富士山が宙に浮き上がっているように見える「浮き富士」「宙に浮く富士山」が12月19日の早朝、志摩市の海岸から見られた。
伊勢志摩から富士山まで直線距離で200キロ以上離れるが、気温が下がる冬の早朝の、空気が澄んで水平線上に雲がない条件が重なった時、日本最高峰・高さ3776メートルの富士山は観測できる。日中は大気中のスモッグやちりが影響し、ほとんど見ることはできない。

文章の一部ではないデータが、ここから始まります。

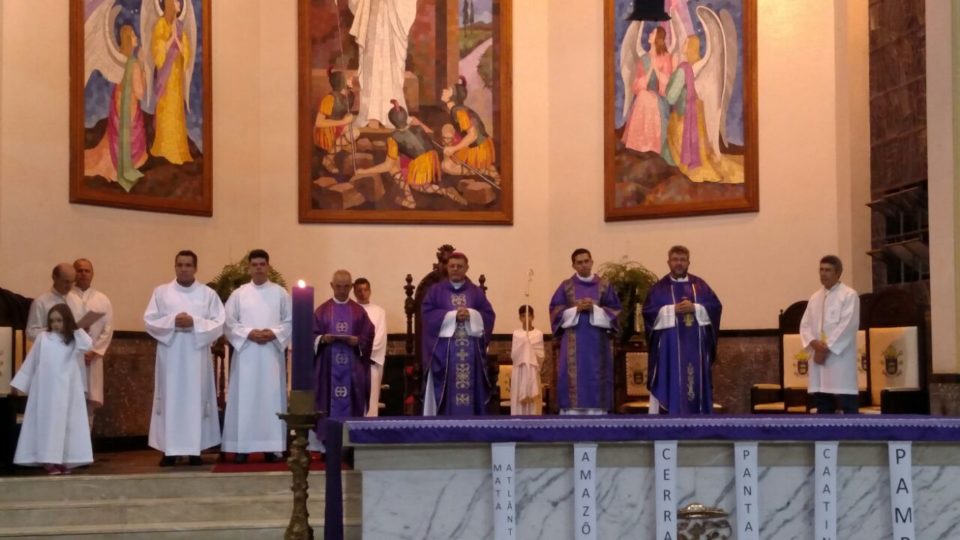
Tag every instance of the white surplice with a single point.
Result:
(378, 317)
(184, 419)
(37, 319)
(258, 372)
(101, 332)
(527, 354)
(832, 316)
(55, 426)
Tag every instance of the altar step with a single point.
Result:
(164, 506)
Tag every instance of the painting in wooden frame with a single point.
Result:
(680, 109)
(419, 136)
(140, 105)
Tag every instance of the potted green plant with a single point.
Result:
(632, 281)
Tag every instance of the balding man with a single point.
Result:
(63, 276)
(101, 332)
(344, 336)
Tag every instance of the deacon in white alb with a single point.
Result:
(259, 324)
(63, 277)
(361, 290)
(100, 331)
(829, 331)
(185, 317)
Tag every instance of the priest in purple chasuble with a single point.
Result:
(457, 323)
(344, 342)
(681, 318)
(583, 316)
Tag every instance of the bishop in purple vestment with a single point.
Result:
(681, 317)
(583, 316)
(344, 343)
(457, 323)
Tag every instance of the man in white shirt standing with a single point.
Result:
(259, 324)
(63, 276)
(377, 315)
(100, 331)
(185, 317)
(828, 331)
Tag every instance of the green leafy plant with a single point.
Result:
(632, 281)
(234, 275)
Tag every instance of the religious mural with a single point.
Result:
(140, 105)
(405, 111)
(680, 110)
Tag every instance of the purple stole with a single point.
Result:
(455, 376)
(458, 363)
(681, 356)
(340, 371)
(585, 364)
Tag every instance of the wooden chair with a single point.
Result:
(898, 357)
(14, 310)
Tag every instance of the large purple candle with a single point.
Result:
(302, 342)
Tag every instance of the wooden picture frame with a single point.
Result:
(443, 37)
(650, 170)
(172, 173)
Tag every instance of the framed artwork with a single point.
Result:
(405, 111)
(140, 105)
(680, 109)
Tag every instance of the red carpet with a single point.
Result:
(255, 463)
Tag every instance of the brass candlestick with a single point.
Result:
(300, 417)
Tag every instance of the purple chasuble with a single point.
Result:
(680, 357)
(585, 362)
(457, 364)
(342, 371)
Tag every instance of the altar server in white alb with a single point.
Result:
(828, 331)
(526, 351)
(96, 304)
(63, 277)
(259, 325)
(185, 317)
(377, 315)
(55, 432)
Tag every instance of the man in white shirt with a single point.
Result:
(828, 331)
(259, 323)
(185, 317)
(100, 331)
(63, 276)
(377, 315)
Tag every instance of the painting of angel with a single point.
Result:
(140, 107)
(405, 111)
(680, 109)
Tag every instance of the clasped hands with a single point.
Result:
(684, 306)
(820, 351)
(262, 337)
(330, 338)
(183, 320)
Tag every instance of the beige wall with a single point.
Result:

海の上に浮いたように見える「浮き富士」を観測できるのは、日本で唯一、志摩市と鳥羽市の一部の海抜0メートルの地点からだけで、近年、富士山を撮影するカメラマンが冬の伊勢志摩に泊りがけで訪れるようになった。「浮き富士」は、志摩半島沖を流れる水温が温かい黒潮の影響が大きく、特に気温が下がる冬場に海水と水面近くの空気との温度差が大きくなることで光が屈折して起こる「蜃気楼(しんきろう)」の一種「浮島現象」による。
「浮き富士」が観測できるのは、志摩市が「安乗崎公園」(阿児町安乗)、「国府浜(こうのはま)」(国府)、「浅浜」(甲賀城ノ崎)、「市後浜」(志島)、「須場浜」(大王町波切)、鳥羽市が「千鳥ケ浜」(相差町)、「鎧崎(よろいざき)」(国崎町)。直線距離で約206キロ離れる「須場浜」からが観測最遠の地になる。
この日は、伊勢志摩から富士山を撮影する写真家の泊正徳さんが安乗漁港の灯台を入れた「浮き富士」の撮影に成功した。泊さんは「5時30分ごろ現場に到着しシャッターを切る。水平線に薄い雲があり富士山の姿はない。少し待っていると雲が消えるかもしれないと約30分期待をしながら待つことに。6時過ぎ再びチャレンジすると頂上付近に雲はあるものの、富士山の姿が見え始めた。その後富士山の全容が現れ、夢中でシャッターを切った。何事も諦めずにチャレンジすることの大切さを富士山から学んだ」と話す。